O objetivo final está além do Plano Atlanta, não se trata, somente, de dominação política, e sim da destruição completa do estado.
É um projeto Líbia.
Projeto de terra arrasada, que permite a expropriação das riquezas e ao mesmo tempo impede a formação de novas parcerias (implode a relação com a China e outros parceiros da Eurásia, por exemplo).
Por isso o estado brasileiro está sendo desmontado.
E é preciso perceber que algumas ações são planejadas para causar sérios danos futuros.
Vou dar um exemplo, mas quero chamar a sua atenção para o fato de que existem várias outras situações semelhantes: a sua aposentadoria.

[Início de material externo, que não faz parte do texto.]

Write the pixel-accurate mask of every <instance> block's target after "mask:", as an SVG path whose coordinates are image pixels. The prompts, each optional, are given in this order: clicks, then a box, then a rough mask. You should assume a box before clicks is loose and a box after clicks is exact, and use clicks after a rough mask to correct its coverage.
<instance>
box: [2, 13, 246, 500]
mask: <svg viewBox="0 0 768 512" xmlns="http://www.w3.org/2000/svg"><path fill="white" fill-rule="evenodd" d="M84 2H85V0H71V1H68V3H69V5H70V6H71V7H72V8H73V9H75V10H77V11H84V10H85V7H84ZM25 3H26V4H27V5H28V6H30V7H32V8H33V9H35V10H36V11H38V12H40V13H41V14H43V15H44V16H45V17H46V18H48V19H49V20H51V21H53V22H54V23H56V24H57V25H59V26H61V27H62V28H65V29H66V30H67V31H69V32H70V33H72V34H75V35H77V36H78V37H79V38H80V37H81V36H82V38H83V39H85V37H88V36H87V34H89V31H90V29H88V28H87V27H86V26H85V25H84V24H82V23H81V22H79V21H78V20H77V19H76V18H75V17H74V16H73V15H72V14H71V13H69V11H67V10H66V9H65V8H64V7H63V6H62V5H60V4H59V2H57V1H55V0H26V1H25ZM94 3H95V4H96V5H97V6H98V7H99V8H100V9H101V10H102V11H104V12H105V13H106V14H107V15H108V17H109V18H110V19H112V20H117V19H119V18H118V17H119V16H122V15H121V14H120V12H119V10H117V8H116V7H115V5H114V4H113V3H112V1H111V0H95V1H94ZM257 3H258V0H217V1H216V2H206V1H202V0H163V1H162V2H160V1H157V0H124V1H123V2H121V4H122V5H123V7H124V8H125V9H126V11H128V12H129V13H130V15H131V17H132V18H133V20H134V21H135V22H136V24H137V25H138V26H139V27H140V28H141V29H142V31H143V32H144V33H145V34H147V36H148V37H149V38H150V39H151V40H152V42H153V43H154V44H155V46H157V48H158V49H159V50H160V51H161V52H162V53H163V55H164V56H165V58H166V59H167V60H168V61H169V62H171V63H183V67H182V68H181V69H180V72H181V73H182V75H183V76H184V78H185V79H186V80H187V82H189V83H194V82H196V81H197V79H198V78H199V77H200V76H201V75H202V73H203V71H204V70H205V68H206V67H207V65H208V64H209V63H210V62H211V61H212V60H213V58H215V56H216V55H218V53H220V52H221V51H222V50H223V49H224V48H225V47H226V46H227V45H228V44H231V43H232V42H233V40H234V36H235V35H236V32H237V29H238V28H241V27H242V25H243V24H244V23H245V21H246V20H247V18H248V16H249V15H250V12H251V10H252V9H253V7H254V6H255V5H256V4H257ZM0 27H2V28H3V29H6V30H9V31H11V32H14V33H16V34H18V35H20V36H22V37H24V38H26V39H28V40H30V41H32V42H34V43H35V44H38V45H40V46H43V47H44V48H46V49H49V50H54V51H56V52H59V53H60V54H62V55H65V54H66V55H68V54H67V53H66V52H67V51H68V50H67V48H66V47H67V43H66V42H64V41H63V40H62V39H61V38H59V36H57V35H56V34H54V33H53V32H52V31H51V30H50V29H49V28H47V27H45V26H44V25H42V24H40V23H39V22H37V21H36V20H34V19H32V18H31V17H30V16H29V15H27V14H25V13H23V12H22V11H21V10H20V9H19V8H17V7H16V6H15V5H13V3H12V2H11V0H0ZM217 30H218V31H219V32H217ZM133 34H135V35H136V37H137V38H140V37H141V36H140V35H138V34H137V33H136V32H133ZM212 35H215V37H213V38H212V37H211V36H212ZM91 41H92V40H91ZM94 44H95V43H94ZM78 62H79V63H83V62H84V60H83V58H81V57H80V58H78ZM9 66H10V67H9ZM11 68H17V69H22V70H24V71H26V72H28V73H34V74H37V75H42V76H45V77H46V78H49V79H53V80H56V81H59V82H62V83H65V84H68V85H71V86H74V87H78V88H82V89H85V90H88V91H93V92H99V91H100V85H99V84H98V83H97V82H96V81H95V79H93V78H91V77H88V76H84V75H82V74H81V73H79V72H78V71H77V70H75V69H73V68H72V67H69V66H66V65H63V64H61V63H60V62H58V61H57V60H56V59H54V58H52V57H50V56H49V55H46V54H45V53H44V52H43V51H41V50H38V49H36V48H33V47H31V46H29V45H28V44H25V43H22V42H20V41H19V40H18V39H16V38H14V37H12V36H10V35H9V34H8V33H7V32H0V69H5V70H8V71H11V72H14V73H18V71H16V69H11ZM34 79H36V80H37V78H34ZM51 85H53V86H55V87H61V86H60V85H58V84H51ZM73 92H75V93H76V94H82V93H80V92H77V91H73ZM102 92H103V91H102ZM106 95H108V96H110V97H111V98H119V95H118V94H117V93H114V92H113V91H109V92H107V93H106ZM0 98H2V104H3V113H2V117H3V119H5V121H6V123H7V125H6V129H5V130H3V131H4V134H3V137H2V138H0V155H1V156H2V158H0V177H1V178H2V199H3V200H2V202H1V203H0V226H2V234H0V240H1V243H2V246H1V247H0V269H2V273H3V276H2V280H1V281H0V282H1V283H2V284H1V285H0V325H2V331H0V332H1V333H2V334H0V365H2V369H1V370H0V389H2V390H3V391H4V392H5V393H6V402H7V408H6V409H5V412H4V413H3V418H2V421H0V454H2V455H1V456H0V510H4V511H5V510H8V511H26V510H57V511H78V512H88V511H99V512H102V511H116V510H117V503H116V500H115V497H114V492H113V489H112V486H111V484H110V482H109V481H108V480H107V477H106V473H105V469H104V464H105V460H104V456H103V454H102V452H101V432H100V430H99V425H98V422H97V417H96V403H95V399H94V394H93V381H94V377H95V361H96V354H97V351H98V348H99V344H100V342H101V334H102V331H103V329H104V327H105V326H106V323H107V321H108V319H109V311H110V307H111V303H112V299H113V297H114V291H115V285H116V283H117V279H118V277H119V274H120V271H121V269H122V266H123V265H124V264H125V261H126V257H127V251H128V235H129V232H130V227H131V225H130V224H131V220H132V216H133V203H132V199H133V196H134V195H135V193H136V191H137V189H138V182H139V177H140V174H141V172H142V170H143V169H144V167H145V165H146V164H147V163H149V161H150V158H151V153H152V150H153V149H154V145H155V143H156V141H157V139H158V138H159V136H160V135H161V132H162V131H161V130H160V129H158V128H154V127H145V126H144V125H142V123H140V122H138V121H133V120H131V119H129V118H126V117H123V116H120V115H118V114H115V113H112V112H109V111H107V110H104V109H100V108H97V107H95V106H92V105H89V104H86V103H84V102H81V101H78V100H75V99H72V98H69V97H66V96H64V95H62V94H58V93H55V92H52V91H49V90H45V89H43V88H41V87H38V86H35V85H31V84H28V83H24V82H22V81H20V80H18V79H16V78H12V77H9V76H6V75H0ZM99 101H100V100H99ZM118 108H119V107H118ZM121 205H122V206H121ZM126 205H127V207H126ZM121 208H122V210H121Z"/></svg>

Eles estão desmontando a previdência.
A reforma trabalhista está eliminando o trabalho formal.
Sem carteira assinada, o cara não paga previdência, ainda mais sabendo que ele vai precisar “100 anos” para aposentar, certo?
Resultado, o caixa da previdência vai colapsar.
A previdência não é deficitária, hoje, mas se cortarem as contribuições, ela se tornará insustentável.
Percebeu a bomba relógio?
Combina aí, uma parte da população brasileira (a que não foi assassinada) vai chegar na meia idade sem emprego, sem aposentadoria, sem o SUS.
É um projeto de extermínio.
Se isso lhe parece ruim o suficiente, prepare-se para o pior: não há reação.
Nem vou perder tempo criticando a esquerda fake que temos no Brasil..
.. o fato, prá valer mesmo, é que o povo está COMPLETAMENTE hipnotizado..
.. é quase um cenário “walking dead”, mas nós é quem somos os zumbis..
Recentes pesquisas mostram Romário e Flávio Bolsonaro como líderes para o senado no Rio de Janeiro. O líder para o governo do estado de São Paulo é o inacreditável João Dória. Para o senado, Datena.
O sistema implodiu.
Eleições não fazem o menor sentido.. por mais chocante que essa frase possa parecer.
Não adianta chorar nem sair por aí quebrando tudo.
Precisamos nos conscientizar do problema e iniciar um lento, mas imprescindível, trabalho de formiguinha para reconstruir o tecido social.
Reconectar as pessoas, promover encontros nos bairros, organizar a discussão política com os vizinhos, com os colegas de trabalho, nas escolas, etc.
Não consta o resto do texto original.